[ORT GPU (DML)][WebNN] Edge Canary browser crashed when running two WebNN QDQ subgraph tests
Describe the issue
Edge Canary browser crashed when running quantized leaky relu and quantized softmax two WebNN QDQ subgraph tests by ORT default GPU DML EP with the error
GpuProcessHost: The GPU process crashed! Exit code: STATUS_ACCESS_VIOLATION.
/cc @fdwr PTAL, thanks!
To reproduce
- Install Windows App SDK Stable 1.8.2 (1.8.251003001)
- Install lates Edge Canary browser
- Launch Edge Canary browser, navigate to
about://flagsenabled "Enables WebNN API" and "ONNX Runtime backend for WebNN" flags, then relaunch browser - Navigate to below test url, crash happened
| Test | Test URL |
|---|---|
| quantized leaky relu | https://wpt.live/webnn/conformance_tests/qdq_subgraph.https.any.html?device=gpu&tc=quantized%20leaky%20relu |
| quantized softmax | https://wpt.live/webnn/conformance_tests/qdq_subgraph.https.any.html?device=gpu&tc=quantized%20softmax |
Urgency
No response
ONNX Runtime Installation
Released Package Windows App SDK Stable 1.8.2 (1.8.251003001)

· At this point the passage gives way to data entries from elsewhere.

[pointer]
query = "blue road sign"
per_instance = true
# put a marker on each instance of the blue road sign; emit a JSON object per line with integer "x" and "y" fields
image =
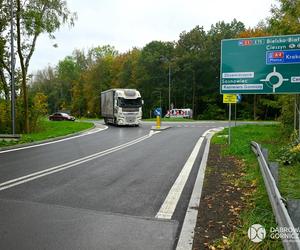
{"x": 283, "y": 57}
{"x": 157, "y": 112}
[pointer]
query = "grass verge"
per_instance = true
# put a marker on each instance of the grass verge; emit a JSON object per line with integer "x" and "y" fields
{"x": 258, "y": 208}
{"x": 50, "y": 129}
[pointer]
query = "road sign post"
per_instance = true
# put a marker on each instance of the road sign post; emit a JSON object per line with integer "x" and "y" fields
{"x": 229, "y": 98}
{"x": 261, "y": 65}
{"x": 157, "y": 113}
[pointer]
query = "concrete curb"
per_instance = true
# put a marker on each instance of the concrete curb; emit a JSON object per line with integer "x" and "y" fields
{"x": 185, "y": 241}
{"x": 49, "y": 140}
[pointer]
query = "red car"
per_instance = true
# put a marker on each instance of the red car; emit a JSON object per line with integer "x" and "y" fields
{"x": 61, "y": 117}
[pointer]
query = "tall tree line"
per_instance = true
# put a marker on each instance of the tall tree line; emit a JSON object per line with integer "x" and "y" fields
{"x": 76, "y": 82}
{"x": 193, "y": 63}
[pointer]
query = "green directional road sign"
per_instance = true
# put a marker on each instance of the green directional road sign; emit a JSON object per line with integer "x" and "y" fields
{"x": 261, "y": 65}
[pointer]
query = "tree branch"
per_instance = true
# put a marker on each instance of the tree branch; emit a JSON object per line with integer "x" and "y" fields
{"x": 32, "y": 47}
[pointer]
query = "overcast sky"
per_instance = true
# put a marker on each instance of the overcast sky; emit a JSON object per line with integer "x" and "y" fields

ONNX Runtime Version or Commit ID
1.23.25.928
Execution Provider
ORT default GPU EP
I can reproduce the crash issue of the two cases , and share you some debugging info:
I built the dlls and pdbs by myself and got more detailed debugging info:
The root cause is that DML EP can't find kernals for QLinearSoftmax and QLinearLeakyRelu.
/cc @fdwr
The root cause is that DML EP can't find kernels for QLinearSoftmax and QLinearLeakyRelu.

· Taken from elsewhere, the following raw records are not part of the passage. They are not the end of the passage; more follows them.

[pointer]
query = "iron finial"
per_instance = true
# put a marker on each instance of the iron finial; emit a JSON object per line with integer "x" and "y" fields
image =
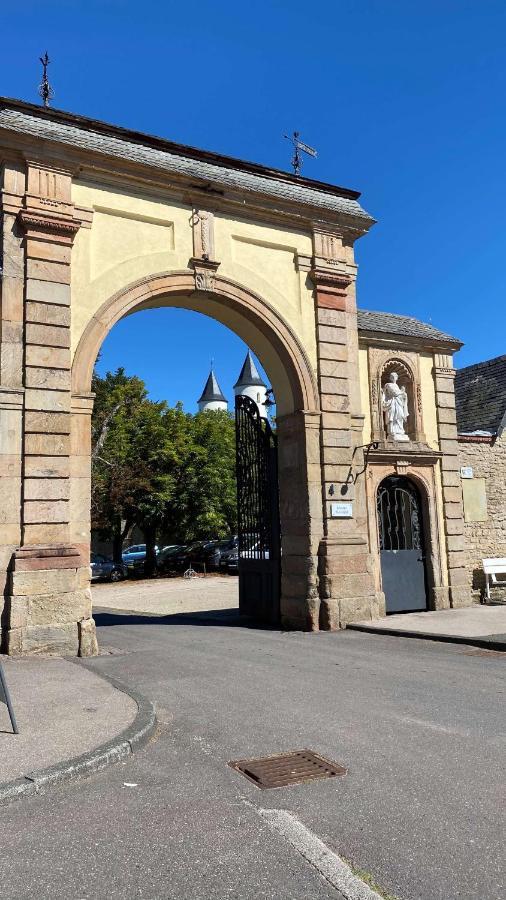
{"x": 45, "y": 89}
{"x": 299, "y": 147}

That's some non-ONNX contrib op that DirectML doesn't know about (see operator registration). So the real questions are:
- Why is an ORT transformer (possibly here?) blindly transforming an operator into something the EP doesn't support?
- Why doesn't ORT realize this and fall back to another EP like it typically does?
@fdwr Good questions!
And I verified if I apply --webnn-ort-graph-optimization-level=BASIC to override the graph optimization level of ONNX Runtime from default ENABLE_ALL to a lower level BASIC, the two crash tests can pass on DML EP.
Quick fix solution/workaround in chromium:
So if the issue blocks us, we can consider applying BASIC level for DML EP as a workaround in chromium before the ORT fixing this issue. @BruceDai @huningxin
/cc @adrastogi
Trying to piece things together, could this be coming from the QDQ transformer?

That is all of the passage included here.